Add the public key to the authorized_keys file (use >> to avoid overwriting existing content):

cat id_rsa.pub >> authorized_keys

Set the correct permissions (critical for SSH functionality):

chmod 700 ~/.ssh
chmod 600 id_rsa
chmod 600 authorized_keys

After these steps, the server is ready to accept key-based connections. Restart the SSH service if you modified the configuration:

sudo systemctl restart sshd

2) Converting the Key and Authenticating with PuTTY

Now, transfer the private key (id_rsa) from the server to your local Windows machine and convert it to the .ppk format for PuTTY.

Transferring the Key to the Local Machine

Use scp (from the PuTTY suite — pscp.exe) or another secure method. Example with pscp (run in the Windows Command Prompt):

pscp user@server_ip:~/.ssh/id_rsa C:\path\to\local\id_rsa

(Replace user@server_ip with your details and C:\path\to\local with the local path.)

Warning: Never transfer the key over unsecured channels (e.g., email). Use encrypted methods.

Converting to .ppk Format with PuTTYgen

Open PuTTYgen on Windows.

SSH key authentication in PuTTY

Click Load and select the id_rsa file (PuTTYgen supports the OpenSSH format).

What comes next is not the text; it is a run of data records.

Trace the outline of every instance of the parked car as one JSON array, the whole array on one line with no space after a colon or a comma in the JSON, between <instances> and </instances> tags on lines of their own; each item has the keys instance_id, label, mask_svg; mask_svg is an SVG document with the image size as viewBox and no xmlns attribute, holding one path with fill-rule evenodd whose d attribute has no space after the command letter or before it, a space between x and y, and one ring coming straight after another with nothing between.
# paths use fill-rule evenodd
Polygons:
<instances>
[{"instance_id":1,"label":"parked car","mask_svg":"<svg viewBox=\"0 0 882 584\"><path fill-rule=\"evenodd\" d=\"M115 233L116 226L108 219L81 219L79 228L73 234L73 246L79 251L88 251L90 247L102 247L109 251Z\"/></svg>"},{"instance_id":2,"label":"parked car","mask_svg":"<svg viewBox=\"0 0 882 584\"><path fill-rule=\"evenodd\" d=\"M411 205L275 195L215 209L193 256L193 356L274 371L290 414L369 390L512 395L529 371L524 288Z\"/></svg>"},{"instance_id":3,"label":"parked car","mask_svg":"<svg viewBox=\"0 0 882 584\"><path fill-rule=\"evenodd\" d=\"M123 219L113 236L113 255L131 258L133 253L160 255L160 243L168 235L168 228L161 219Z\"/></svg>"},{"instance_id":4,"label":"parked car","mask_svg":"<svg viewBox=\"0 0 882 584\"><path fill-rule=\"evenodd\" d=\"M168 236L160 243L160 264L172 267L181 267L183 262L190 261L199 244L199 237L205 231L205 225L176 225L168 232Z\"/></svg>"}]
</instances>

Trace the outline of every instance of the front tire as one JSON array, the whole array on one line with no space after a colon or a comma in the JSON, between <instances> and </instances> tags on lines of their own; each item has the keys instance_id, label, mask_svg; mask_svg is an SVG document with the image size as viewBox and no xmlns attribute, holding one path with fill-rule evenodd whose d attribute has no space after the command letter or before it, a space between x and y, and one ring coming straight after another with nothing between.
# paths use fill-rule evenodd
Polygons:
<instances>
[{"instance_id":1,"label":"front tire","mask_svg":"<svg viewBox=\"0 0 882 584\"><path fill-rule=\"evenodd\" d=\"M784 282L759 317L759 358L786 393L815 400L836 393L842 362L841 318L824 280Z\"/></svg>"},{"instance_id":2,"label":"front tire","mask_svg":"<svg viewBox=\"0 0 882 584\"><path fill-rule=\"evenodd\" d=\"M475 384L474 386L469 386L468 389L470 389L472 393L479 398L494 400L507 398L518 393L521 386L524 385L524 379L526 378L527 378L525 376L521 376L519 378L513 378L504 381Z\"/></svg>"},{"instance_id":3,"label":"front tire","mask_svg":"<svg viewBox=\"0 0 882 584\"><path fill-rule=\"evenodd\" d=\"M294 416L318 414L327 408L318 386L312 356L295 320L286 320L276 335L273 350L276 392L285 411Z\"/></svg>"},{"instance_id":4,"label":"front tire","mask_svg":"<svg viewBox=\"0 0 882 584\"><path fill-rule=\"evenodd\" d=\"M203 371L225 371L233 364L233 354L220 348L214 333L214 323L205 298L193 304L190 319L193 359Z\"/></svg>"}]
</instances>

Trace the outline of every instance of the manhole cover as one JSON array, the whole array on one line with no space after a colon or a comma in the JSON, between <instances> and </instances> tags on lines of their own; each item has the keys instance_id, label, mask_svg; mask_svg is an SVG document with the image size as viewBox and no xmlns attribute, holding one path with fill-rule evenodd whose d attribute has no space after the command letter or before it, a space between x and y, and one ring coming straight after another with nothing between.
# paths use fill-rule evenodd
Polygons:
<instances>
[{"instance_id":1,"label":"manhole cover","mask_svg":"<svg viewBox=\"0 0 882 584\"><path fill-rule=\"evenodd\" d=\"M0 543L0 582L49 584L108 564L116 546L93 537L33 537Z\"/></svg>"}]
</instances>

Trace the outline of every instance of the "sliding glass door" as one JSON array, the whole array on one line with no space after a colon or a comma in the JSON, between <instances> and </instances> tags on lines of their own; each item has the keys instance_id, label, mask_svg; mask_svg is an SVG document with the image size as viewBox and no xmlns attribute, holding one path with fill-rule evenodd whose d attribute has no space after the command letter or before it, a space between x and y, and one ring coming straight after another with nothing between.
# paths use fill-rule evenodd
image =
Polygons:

SSH key authentication in PuTTY

If the key is passphrase-protected, enter the passphrase.

SSH key authentication in PuTTY

After loading, click Save private key and save the file as a .ppk file (e.g., mykey.ppk). Agree to save without a passphrase if you don’t want an additional one (though a passphrase is recommended).

Configuring PuTTY to Use the Key

Open PuTTY.

In the main window, specify the server’s IP address, port (usually 22), and SSH connection type.

Navigate to Connection → SSH → Auth → Credentials.

In the Private key file for authentication field, specify the path to the .ppk file.

SSH key authentication in PuTTY

Optional: For auto-login, go to Connection → Data and enter the username (e.g., root or your user) in the Auto-login username field.

Save the session for convenience and connect.

Upon connection, if the key is passphrase-protected, PuTTY will prompt for the passphrase. If everything is set up correctly, you will log in without entering the server’s password.

Tip: For managing multiple keys, use PuTTY Pageant (a key agent from the PuTTY suite). Load the .ppk file into Pageant, and PuTTY will use it automatically.

Conclusion

By setting up SSH key authentication with PuTTY and a Linux server, you establish a more secure and reliable connection. Using SSH keys eliminates the need to enter passwords, reducing the risk of brute-force attacks and interception. Follow the steps in this guide to configure SSH key authentication with PuTTY and enjoy the benefits.

Additional Tips: Regularly update your keys, monitor server logs (/var/log/auth.log), and disable password authentication in sshd_config (PasswordAuthentication no) if keys are the only login method. If issues arise, verify file permissions and server configuration.